Working with mice genetically engineered to develop human skin cancers, the team discovered that the protein plays a key role promoting -- or inhibiting -- metastasis, the spread of cancer from one area or organ to another.
Dubbed MIDKINE, the protein is secreted by melanomas -- the most serious type of skin cancer -- before travelling to a different part of the mouse body to kickstart cancer formation, they said.
In subsequent observations in humans, high levels of MIDKINE in the lymph nodes of skin cancer patients were predictive of "significantly worse" outcomes, the team reported in the science journal Nature.

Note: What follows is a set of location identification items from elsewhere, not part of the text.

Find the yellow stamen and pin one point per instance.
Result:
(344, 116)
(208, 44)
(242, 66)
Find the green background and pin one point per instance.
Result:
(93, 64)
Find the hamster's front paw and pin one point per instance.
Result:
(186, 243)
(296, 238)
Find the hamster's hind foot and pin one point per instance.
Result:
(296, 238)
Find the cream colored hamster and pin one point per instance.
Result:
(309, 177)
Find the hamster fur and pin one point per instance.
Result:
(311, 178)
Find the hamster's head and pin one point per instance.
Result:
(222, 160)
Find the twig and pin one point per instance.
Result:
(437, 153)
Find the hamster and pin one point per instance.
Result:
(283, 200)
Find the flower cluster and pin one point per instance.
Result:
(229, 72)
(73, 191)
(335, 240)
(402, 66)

This was the case even if there were no tumour cells in the lymph nodes.
"In MIDKINE we have found a possible strategy that merits consideration for drug development," said Marisol Soengas of the Spanish National Cancer Research Centre in Madrid, a co-author of the study.
Early detection is important in melanoma. After it starts spreading, patient prognosis is usually poor.

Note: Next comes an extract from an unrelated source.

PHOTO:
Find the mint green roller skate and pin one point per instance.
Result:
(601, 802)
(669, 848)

It was long thought that melanoma prepares the organs it intends to colonise by activating the growth of fluid-transporting lymph vessels -- first in and around the primary tumour, then the surrounding lymph nodes, and so on.
However, removing lymph nodes next to a melanoma tumour does not prevent metastases, meaning there is "something missing" in our understanding of the spread mechanism, said the researchers.
The new study offers a possible answer.
"When these tumours are aggressive, they act at a distance much earlier than previously thought," said the authors.
MIDKINE travelled directly to the new cancer site irrespective of lymph vessel formation around the original tumour.
When MIDKINE was inhibited in mouse tumours, metastasis was blocked as well, said the team.
"These results indicate a change of paradigm in the study of melanoma metastasis," according to Soengas.
The team used special mice to track metastasis through a luminescent protein that lights up when a new area of the body is affected by cancer formation.
What is not known is whether MIDKINE is transported in the blood, in lymph, or both.
In a comment, also published by Nature, Ayuko Hoshino and David Lyden of the Weill Cornell Medicine, a university in New York, said the study provided "much-needed insights" for the prediction of metastatic risk.
The work, they concluded, "might open a door to diagnostic and therapeutic strategies that aim to deal with metastases before they have a chance to arise."